Pepperman looked at another blank page in his sketchbook with stationary hands, too drained to do anything with it. How typical it was that the fine artist with deep personal ambitions only ever had his worst work appreciated. To hell with it, he was going to demand payment next time. All the old masters had their wealthy corrupt patrons, now his turn had arrived to see how much Pizzahead truly appreciated his talent.

A yelp ripped through the tiny office. The artist had looked at the televisions again and there, on the same screen as the man in black, was Pizzahead, staring directly at the camera.

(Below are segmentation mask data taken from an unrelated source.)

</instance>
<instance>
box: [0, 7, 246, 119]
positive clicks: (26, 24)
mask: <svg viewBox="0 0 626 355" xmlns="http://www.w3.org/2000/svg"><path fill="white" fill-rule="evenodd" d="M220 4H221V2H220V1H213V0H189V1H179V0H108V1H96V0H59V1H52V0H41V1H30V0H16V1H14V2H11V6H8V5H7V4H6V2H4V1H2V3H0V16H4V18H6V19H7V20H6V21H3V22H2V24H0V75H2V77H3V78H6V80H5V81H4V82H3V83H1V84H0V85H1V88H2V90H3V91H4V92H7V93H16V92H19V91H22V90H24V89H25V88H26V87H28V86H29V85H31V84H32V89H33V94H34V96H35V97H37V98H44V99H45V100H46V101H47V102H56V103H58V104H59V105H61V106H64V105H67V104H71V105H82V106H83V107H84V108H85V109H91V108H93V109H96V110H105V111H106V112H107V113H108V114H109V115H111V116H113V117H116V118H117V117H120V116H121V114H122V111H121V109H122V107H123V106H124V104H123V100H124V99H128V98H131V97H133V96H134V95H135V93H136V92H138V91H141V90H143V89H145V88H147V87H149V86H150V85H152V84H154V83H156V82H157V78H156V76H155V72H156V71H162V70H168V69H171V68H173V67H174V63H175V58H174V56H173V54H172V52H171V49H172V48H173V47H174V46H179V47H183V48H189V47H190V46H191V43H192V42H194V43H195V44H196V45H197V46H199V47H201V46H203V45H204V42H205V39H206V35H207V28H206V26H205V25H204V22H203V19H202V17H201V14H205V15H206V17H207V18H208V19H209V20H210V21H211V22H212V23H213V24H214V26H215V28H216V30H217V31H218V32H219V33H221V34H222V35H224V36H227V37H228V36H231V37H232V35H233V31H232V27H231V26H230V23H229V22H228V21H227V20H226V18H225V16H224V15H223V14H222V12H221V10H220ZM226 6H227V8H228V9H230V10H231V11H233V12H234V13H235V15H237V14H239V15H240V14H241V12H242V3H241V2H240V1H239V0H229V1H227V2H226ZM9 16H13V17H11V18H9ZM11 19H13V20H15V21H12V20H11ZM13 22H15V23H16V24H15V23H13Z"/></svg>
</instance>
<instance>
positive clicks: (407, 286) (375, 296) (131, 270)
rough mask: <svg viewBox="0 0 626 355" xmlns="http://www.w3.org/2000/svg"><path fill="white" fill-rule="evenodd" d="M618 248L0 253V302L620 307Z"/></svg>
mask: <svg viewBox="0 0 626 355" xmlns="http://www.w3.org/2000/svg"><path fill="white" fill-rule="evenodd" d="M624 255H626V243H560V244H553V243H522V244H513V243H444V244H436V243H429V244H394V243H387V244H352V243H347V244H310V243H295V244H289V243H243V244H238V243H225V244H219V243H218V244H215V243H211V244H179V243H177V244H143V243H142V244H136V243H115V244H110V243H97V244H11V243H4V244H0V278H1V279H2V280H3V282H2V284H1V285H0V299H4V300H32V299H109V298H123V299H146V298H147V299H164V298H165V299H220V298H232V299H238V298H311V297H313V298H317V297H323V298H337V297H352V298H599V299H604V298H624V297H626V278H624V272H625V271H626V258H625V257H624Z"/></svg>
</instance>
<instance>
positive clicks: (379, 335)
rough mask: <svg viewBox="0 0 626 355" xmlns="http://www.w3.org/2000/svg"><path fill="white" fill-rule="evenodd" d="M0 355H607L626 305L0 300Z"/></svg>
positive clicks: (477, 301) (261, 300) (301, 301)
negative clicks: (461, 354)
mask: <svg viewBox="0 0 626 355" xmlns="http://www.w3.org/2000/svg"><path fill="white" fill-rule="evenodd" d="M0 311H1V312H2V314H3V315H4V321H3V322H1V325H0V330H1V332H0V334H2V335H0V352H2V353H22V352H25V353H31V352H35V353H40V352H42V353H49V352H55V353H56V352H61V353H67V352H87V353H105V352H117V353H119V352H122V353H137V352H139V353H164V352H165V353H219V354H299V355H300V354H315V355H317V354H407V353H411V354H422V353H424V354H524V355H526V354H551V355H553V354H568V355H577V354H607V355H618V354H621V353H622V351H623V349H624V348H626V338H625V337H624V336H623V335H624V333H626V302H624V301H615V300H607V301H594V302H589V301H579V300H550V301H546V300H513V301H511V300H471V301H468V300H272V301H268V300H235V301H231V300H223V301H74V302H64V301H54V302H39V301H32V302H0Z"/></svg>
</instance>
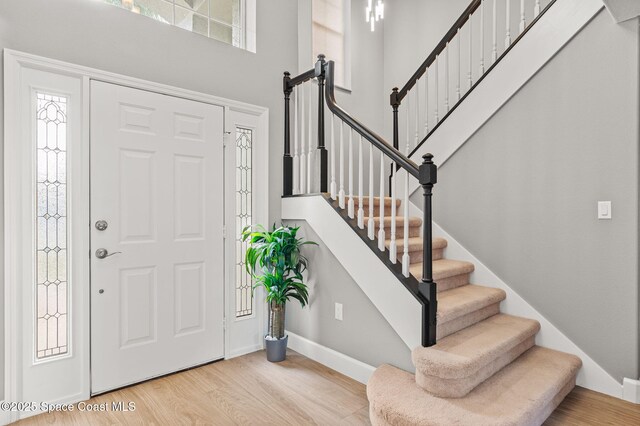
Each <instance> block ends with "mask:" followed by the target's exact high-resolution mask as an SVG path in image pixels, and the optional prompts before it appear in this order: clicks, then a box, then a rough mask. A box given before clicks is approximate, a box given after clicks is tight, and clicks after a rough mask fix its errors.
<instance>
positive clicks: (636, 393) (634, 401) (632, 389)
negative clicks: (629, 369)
mask: <svg viewBox="0 0 640 426" xmlns="http://www.w3.org/2000/svg"><path fill="white" fill-rule="evenodd" d="M622 387H623V388H624V390H623V392H622V399H624V400H625V401H629V402H633V403H634V404H640V380H633V379H627V378H626V377H625V378H624V380H623V381H622Z"/></svg>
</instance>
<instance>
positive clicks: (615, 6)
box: [602, 0, 640, 23]
mask: <svg viewBox="0 0 640 426" xmlns="http://www.w3.org/2000/svg"><path fill="white" fill-rule="evenodd" d="M602 1H603V2H604V5H605V6H606V7H607V10H609V13H610V14H611V17H612V18H613V20H614V21H616V22H617V23H620V22H624V21H628V20H630V19H633V18H637V17H638V16H640V3H639V2H638V0H602Z"/></svg>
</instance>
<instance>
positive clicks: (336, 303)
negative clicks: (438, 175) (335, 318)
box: [335, 303, 342, 321]
mask: <svg viewBox="0 0 640 426" xmlns="http://www.w3.org/2000/svg"><path fill="white" fill-rule="evenodd" d="M335 316H336V319H337V320H338V321H342V303H336V315H335Z"/></svg>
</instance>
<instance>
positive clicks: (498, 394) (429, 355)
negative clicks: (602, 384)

He winked, then turned his gaze to his victim, beginning his approach with a gait Pepperman couldn’t help but read as predatory.

The security guard gripped the edge of the desk and fought to unfreeze his body. He had never once seen Pizzahead on the restaurant floor before, and as much as he bore a disgusting twinge of associative guilt, there was about to be something worth watching on these damn screens.